- Introduzione
- Capitolo 1 L'Isola dei Diavoli: Primi Incontri e Naufragi
- Capitolo 2 Le Isole Somers: La Fondazione di una Colonia
- Capitolo 3 Un Arazzo di Parrocchie: Esplorare le Nove Divisioni di Bermuda
- Capitolo 4 St. George's: Una Passeggiata in un Sito Patrimonio dell'Umanità UNESCO
- Capitolo 5 Hamilton: Il Cuore Pulsante della Bermuda Moderna
- Capitolo 6 Il Cantiere Navale Reale: Da Fortezza Marittima a Polo Culturale
- Capitolo 7 Le Famose Sabbie Rosa: Horseshoe Bay e Oltre
- Capitolo 8 Gemme Nascoste: Scoprire Cale e Spiagge Isolate
- Capitolo 9 Sotto le Onde: Un Paradiso per Sub di Barriere e Relitti
- Capitolo 10 Le Grotte di Cristallo: Un Mondo Sotterraneo Meraviglioso
- Capitolo 11 Ballerini Gombey e Calypso: I Ritmi dell'Isola
- Capitolo 12 Un Assaggio di Bermuda: Dalla Zuppa di Pesce ai Rum Swizzle
- Capitolo 13 Sui Fairway: Il Golf di Classe Mondiale di Bermuda
- Capitolo 14 Il Sentiero Ferroviario: Un Sentiero Attraverso il Paradiso
- Capitolo 15 Sentinelle dell'Atlantico: I Forti Storici di Bermuda
- Capitolo 16 La Chiesa Incompiuta: Una Storia di Ambizione e Avversità
- Capitolo 17 Flora e Fauna: I Tesori Naturali dell'Isola
- Capitolo 18 Capitale della Vela dell'Atlantico: Regate e Gare
- Capitolo 19 Stile Isolano: Gallerie d'Arte, Boutique e Artigianato Locale
- Capitolo 20 Storie del Triangolo: Svelare Misteri Locali
- Capitolo 21 Attraverso la Moongate: Portali per la Buona Fortuna
- Capitolo 22 Vita sulla Roccia: Capire la Cultura Bermudiana
- Capitolo 23 Spittal Pond e le Riserve Naturali: Un Paradiso per Birdwatcher
- Capitolo 24 Festival ed Eventi: Festeggiare Attraverso le Stagioni
- Capitolo 25 Pianificare il Vostro Itinerario Perfetto
Bermuda: Oltre le sabbie rosa
Indice
Introduzione
Pronunciare la parola "Bermuda" e una collage molto specifico di immagini probabilmente si materializza nella mente. Potreste immaginare fini sabbie rosa che arrossiscono lambite da acque di un turchese quasi impossibile. Forse vi figurate gentiluomini elegantemente vestiti in pantaloncini dai colori vivaci, intenti a condurre affari o semplicemente a godersi un pomeriggio di svago. Potreste persino sentire un brivido leggero, quasi teatrale, mentre contemplate i misteri del leggendario Triangolo delle Bermuda. Questi istantanee, se non del tutto inaccurate, formano solo una pennellata su una tela di immensa ricchezza, complessità e sorprendente profondità. Sono il trailer cinematografico di un film che è infinitamente più avvincente.
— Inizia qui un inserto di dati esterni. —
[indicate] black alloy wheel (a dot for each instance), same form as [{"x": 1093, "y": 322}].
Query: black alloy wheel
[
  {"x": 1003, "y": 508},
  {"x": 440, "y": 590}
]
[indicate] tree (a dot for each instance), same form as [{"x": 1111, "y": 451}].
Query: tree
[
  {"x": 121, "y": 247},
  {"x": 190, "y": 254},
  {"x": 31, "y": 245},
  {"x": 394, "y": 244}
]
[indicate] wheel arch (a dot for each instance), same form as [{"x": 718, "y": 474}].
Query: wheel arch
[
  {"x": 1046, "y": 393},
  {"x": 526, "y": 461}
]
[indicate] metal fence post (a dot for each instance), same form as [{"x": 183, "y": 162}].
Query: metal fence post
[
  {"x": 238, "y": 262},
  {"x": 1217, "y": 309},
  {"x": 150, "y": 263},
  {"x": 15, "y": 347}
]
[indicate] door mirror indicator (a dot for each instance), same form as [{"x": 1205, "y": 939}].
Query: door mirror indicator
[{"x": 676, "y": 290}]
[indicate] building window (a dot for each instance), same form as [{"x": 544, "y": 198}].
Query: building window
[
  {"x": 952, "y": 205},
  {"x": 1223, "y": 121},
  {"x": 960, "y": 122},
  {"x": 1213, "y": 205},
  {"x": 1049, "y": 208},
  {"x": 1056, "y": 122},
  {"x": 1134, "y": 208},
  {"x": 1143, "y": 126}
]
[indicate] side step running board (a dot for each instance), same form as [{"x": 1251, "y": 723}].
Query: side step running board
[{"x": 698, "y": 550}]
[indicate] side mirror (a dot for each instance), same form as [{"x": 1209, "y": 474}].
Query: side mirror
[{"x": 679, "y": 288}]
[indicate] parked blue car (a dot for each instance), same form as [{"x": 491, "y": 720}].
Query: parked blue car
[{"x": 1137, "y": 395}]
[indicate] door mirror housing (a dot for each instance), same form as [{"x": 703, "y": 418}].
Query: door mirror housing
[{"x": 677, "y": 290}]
Questo libro, 'Bermuda: Oltre le Sabbie Rosa', è un invito a guardare quel film. È un viaggio oltre le coste da cartolina e nel cuore stesso di un luogo plasmato dalla sua storia turbolenta quanto dai venti atlantici implacabili. Il nostro scopo è esplorare l'anima di questo arcipelago insulare, un'anima forgiata nel naufragio, nella ribellione e nella resilienza; un luogo che è una curiosa e affascinante miscela di pompa britannica, influenza americana e vibrante eredità africana e caraibica. Ci avventureremo oltre il familiare per scoprire le storie, i paesaggi e le esperienze che rendono Bermuda uno dei luoghi più unicamente affascinanti al mondo.
Per comprendere veramente Bermuda, si deve prima apprezzare il suo profondo isolamento. È un mero granello nell'immensità dell'Oceano Atlantico Settentrionale, un solitario affioramento di roccia vulcanica che emerse dal fondale marino milioni di anni fa. Situata a circa 650 miglia a est di Capo Hatteras nella Carolina del Nord, è un mondo a sé stante, ben lontano dalle isole caraibiche con cui è così spesso erroneamente associata. Questo isolamento non è solo un fatto geografico; è il crogiolo stesso in cui si sono forgiati il carattere e la cultura bermudiana. Ha plasmato la flora e la fauna dell'isola, ha dettato i termini del suo insediamento e ha fomentato uno spirito di autosufficienza che perdura ancora oggi.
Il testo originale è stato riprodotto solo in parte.